Apple just axed another chunk of its Mac Studio lineup, cutting the remaining 128GB configuration and leaving pro users with a measly 96GB maximum. This marks the third wave of memory cuts in three months, transforming Apple’s flagship desktop from a memory monster into something that barely satisfies serious AI workloads.

The carnage extends beyond Mac Studio. Your Mac mini options got equally butchered—the M4 Pro model now caps at 48GB instead of 64GB, while the standard M4 variant tops out at 24GB. Apple also killed the 256GB storage option entirely, bumping the base price from $599 to $799.

These aren’t gentle product refreshes; they’re emergency triage moves.

The AI Gold Rush Breaks Apple’s Supply Chain

Local AI tools like OpenClaw drive unprecedented demand for high-memory desktops.

The culprit behind this desktop apocalypse? Everyone’s running AI models locally now. Tools like OpenClaw exploded in popularity throughout early 2026, turning compact Mac desktops into AI workstations that need massive amounts of unified memory.

Meanwhile, data centers are hoarding every available memory chip for their own AI server farms, creating a supply crunch that makes the 2021 chip shortage look quaint.

Tim Cook admitted during Apple’s second fiscal quarter 2026 earnings that the company “underestimated demand” and expects “significantly higher memory costs” ahead. Translation: Apple got caught flat-footed by the AI revolution happening on their own hardware.

Your Purchase Options Keep Shrinking

Delivery delays now stretch up to 12 weeks while configurations disappear monthly.

Remember when you could configure a Mac Studio with 512GB of RAM? Apple killed that option in March. The 256GB variant followed in April. Now the 128GB model joins the memory graveyard, leaving power users scrambling for alternatives.

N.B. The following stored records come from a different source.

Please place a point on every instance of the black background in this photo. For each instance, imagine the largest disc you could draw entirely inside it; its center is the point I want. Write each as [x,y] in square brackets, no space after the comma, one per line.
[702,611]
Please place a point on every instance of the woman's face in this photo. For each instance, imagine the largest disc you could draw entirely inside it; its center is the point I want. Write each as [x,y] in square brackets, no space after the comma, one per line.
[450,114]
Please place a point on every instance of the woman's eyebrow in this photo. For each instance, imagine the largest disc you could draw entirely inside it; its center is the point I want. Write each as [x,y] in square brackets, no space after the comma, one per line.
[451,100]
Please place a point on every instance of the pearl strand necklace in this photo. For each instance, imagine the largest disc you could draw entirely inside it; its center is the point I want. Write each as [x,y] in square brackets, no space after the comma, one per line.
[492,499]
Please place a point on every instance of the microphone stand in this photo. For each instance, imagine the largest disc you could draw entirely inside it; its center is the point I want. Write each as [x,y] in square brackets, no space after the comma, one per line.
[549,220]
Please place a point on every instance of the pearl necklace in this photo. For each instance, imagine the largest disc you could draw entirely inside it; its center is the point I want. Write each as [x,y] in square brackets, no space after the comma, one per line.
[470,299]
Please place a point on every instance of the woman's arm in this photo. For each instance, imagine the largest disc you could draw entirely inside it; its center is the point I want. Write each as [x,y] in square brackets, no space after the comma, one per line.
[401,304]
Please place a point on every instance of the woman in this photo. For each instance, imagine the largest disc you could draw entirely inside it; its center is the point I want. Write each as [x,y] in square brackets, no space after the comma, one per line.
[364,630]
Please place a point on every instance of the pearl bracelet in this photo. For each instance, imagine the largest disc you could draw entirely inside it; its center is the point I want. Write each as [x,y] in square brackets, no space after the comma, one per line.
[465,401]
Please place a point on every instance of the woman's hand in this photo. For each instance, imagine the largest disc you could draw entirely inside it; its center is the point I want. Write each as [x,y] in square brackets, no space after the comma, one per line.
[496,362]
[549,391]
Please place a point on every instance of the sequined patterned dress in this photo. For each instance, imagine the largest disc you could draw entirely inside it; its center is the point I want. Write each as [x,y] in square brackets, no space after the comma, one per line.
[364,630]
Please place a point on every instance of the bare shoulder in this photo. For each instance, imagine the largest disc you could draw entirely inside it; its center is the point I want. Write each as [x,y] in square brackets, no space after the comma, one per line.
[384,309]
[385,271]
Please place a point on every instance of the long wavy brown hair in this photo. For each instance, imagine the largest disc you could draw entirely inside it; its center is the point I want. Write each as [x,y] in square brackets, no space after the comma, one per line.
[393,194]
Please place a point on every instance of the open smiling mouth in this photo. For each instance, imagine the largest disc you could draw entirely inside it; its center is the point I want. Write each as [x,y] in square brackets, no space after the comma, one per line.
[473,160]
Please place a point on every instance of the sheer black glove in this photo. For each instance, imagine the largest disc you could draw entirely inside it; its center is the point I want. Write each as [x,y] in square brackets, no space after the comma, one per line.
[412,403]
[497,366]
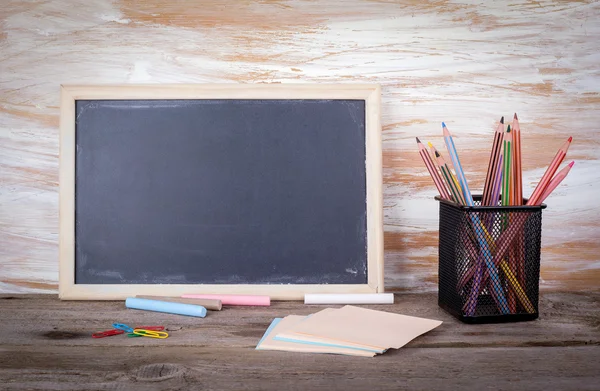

You’re facing delivery delays that stretch 9-12 weeks for remaining configurations.

This isn’t just inconvenience—it’s reshaping who can actually use Apple’s “pro” desktops. Video editors working with 8K footage, AI chips researchers training models locally, and 3D artists rendering complex scenes suddenly find themselves shopping for high-RAM MacBooks or considering the unthinkable: switching to PC workstations.

The irony cuts deep. Apple’s unified memory architecture made these machines perfect for AI workloads, but that same success created demand Apple can’t satisfy. Your desktop computer just became a victim of its own capabilities.